A history buff or not, Bohermore Victorian cemetery is well worth a visit. Here you will find elaborate vaults, crypts and headstones. Some notable residents include: Lady Gregory, Lord Haw Haw and Pádraic Ó Conaire.


On the other end of Bohermore you will enter Eyre Square. It was once the entrance to the walled medieval city of Galway. You can see the Browne Doorway in Eyre Square. This was the elaborate entrance to the home of one of the city’s famous merchant families, although it is not in the original location. John F. Kennedy visited and made a speech in Eyre Square during his visit in 1963.

A stone’s throw away from Eyre Square is Lynches castle, a large medieval stone building on shop street. This building was home to another wealthy merchant family. The elaborate stone work seen on the building demonstrates the wealth of these families during this time. It is the only merchant home that is left fully intact.

Around the corner from Lynches castle you will find a peculiar stone wall with skull and bones carved into it. This is known as Lynch’s Memorial Window. Legend has it that in 1493 Mayor James Lynch FitzStephen hanged his own son for the murder of a Spaniard at the window of his home. Allegedly the term “lynching” came about from this event.

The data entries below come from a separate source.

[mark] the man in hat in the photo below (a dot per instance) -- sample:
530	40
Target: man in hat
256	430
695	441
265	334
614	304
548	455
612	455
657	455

Behind this window stands the magnificent St. Nicolas Church, a church that embodies the rich history of the town. This church stood tall and mighty in the small medieval town of Galway and had been visited by many over the centuries including Christopher Columbus. It houses relics from the past such as tombs and stone carvings.

At the end of the lane you will find Legend of the Claddagh Ring visitor centre. Here you can learn about the romantic love story between Richard Joyce and his one true love of how the Claddagh ring came to be.

As you make your way down Quay street you will come across another Claddagh ring museum. You will find lots of Claddagh Ring memorabilia including the world’s smallest Claddagh Ring.

A small detour off Quay Street will lead you to The Hall of the Red Earl, a hall erected by Richard de Burgo in the 13th century. The building acted as a banquet hall, courthouse and tax office. It fell into ruin and was forgotten about until the 1990s when it was accidentally discovered along with over a thousand ancient artifacts.

At the end of bustling Quay Street you will find Blake’s castle, another townhouse once belonging to the Blake family. It was at a time used as a jail.

The Spanish Arch is another part of the old city walls. The arch that remains was once used to protect the quays against looting. Soldiers guarded it from above with cannons.

Behind the Spanish arch you will find the Galway City Museum. It features a broad history of Galway and houses many artifacts from days gone by.

Lastly, if you cross the scenic Salmon Weir bridge, you will come to Galway’s cathedral. It’s location was originally the site of the old city jail. It’s interiors are something to behold. It features large pillars and marble floors and altars. It’s stained glass windows and painting ceiling are nothing short than breathtaking. Opened in 1965, it is one of Europe’s youngest cathedrals.